To train a Deep Q agent, run python run.py --mode train. There are other parameters and I encourage you look at the run.py script. After training, a trained model as well as the portfolio value history at episode end would be saved to disk.

To test the model performance, run python run.py --mode test --weights <trained_model>, where <trained_model> points to the local model weights file. Test data portfolio value history at episode end would be saved to disk.

abbreviation para default usage
-e --episode default=2000 number of episode to run
-b --batch_size default=32 batch size for experience replay
-i --initial_invest default=20000 initial investment amount
-m --mode' required=True either "train" or "test"
-w --weights required when mode = "test" a trained model weights


  • train: python run.py --mode train
  • test: python test.py --mode test --weights ./weights/201912141307-dqn.h5 -e 500


  • /data: the csv files of stock table and history close price of 19 stocks.
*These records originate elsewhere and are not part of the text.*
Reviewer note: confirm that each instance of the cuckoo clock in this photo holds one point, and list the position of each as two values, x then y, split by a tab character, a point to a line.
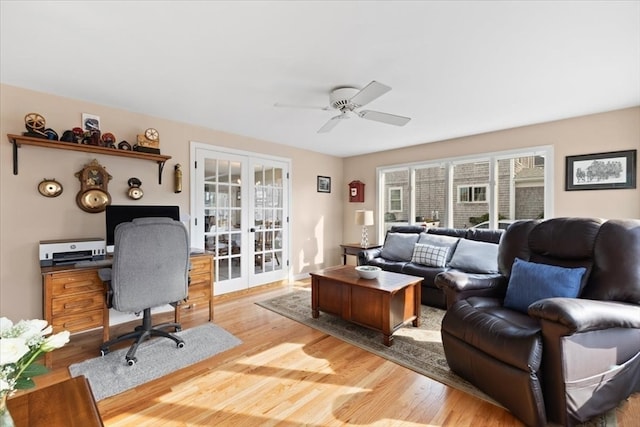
356	191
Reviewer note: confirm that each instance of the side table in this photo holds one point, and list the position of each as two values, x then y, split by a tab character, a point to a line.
69	403
354	249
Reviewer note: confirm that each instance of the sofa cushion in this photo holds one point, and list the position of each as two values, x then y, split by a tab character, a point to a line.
530	282
431	256
399	246
438	240
475	257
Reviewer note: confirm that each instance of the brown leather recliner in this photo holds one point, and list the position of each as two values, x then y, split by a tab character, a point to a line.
565	360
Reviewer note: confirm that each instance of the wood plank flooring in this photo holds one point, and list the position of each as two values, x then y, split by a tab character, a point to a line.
288	374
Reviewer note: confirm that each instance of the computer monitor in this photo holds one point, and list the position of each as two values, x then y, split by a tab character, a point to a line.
116	214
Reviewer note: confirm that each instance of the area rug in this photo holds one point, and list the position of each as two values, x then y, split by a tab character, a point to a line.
419	349
110	374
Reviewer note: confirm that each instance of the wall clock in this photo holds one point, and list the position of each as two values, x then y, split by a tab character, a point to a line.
93	196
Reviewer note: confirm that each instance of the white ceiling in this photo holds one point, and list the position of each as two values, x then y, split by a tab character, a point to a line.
456	68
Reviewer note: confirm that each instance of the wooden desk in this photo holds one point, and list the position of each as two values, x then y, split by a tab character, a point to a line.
354	249
74	298
66	404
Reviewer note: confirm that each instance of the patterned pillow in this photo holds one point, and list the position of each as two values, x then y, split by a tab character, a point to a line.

The files are generated on preprocessing part.
  • /weights: the files stored weights trained by DQN
  • /visualization: figures of visualization
  • /portfolio_val: the portfolio values during episodes when trading or testing
  • agent.py: a Deep Q learning agent
  • envs.py: a simple 3-stock trading environment
  • model.py: a multi-layer perceptron as the function approximator
  • utils.py: some utility functions
  • run.py: train/test logic
  • requirement.txt: all dependencies


Training on 19 stocks for 2000 episodes and 4000 episodes

dataset: all_set_1.csv, stock_table_1.csv

train:4000 episode

mean portfolio_val: 116988.378

median portfolio_val: 116565.0


Testing on known old 19 stocks

dataset: all_set_1.csv, stock_table_1.csv

test: 500 episode

mean portfolio_val: 17703.272

median portfolio_val: 16994.000000000004


Testing on unknown new 19 stocks

dataset: all_set_2.csv, stock_table_2.csv

test: 500 episode

mean portfolio_val: 15256.06

median portfolio_val: 15008.0



The structure of code is mainly inspired by ShuaiW.